Le rendement à dix ans français est ainsi passé pour la première fois sous la barre symbolique de 1,8%, pour revenir à 1,799%. Parallèlement, le rendement autrichien a inscrit un plus bas à 1,52% et l'équivalent belge a fait de même à 2,005%.

Ce mouvement intervient au lendemain de l'annonce par la Banque du Japon (BoJ) d'une nouvelle phase d'assouplissement quantitatif qui a fait tomber le rendement des emprunts à dix ans nippons (JGB) à 0,315%.
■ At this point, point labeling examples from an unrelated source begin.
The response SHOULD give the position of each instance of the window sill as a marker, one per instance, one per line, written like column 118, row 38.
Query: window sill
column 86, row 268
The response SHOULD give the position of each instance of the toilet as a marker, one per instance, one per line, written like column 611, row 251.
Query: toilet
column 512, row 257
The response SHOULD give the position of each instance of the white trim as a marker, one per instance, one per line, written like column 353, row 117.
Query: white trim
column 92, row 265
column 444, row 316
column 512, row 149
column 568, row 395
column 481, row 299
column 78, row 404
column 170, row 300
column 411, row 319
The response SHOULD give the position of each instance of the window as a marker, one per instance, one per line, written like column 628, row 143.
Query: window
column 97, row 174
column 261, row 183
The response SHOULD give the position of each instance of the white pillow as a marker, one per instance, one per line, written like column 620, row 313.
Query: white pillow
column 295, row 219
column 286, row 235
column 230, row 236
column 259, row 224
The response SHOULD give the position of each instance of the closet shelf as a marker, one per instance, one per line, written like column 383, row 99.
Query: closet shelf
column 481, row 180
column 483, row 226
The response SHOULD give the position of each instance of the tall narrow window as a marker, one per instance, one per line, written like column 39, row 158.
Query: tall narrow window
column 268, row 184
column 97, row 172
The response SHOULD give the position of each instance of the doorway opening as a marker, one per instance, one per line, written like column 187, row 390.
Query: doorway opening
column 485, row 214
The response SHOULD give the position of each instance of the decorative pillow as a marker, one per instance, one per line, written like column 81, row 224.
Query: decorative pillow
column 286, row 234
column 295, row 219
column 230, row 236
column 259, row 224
La préférence pour les obligations de la zone euro offrant un rendement supérieur à celui de la dette allemande intervient alors que les coûts de financement de l'Allemagne ont touché jeudi leur plus bas niveau depuis huit mois, conséquence des déclarations de la Banque centrale européenne sur le fait qu'elle est "prête à agir" pour soutenir l'économie.

"Il semble que les décisions de la Banque du Japon aient pour conséquence de détourner des capitaux du Japon pour aller vers d'autres marchés, et les 'semi-core' ont toujours figuré parmi les favoris (des Asiatiques)", explique un trader.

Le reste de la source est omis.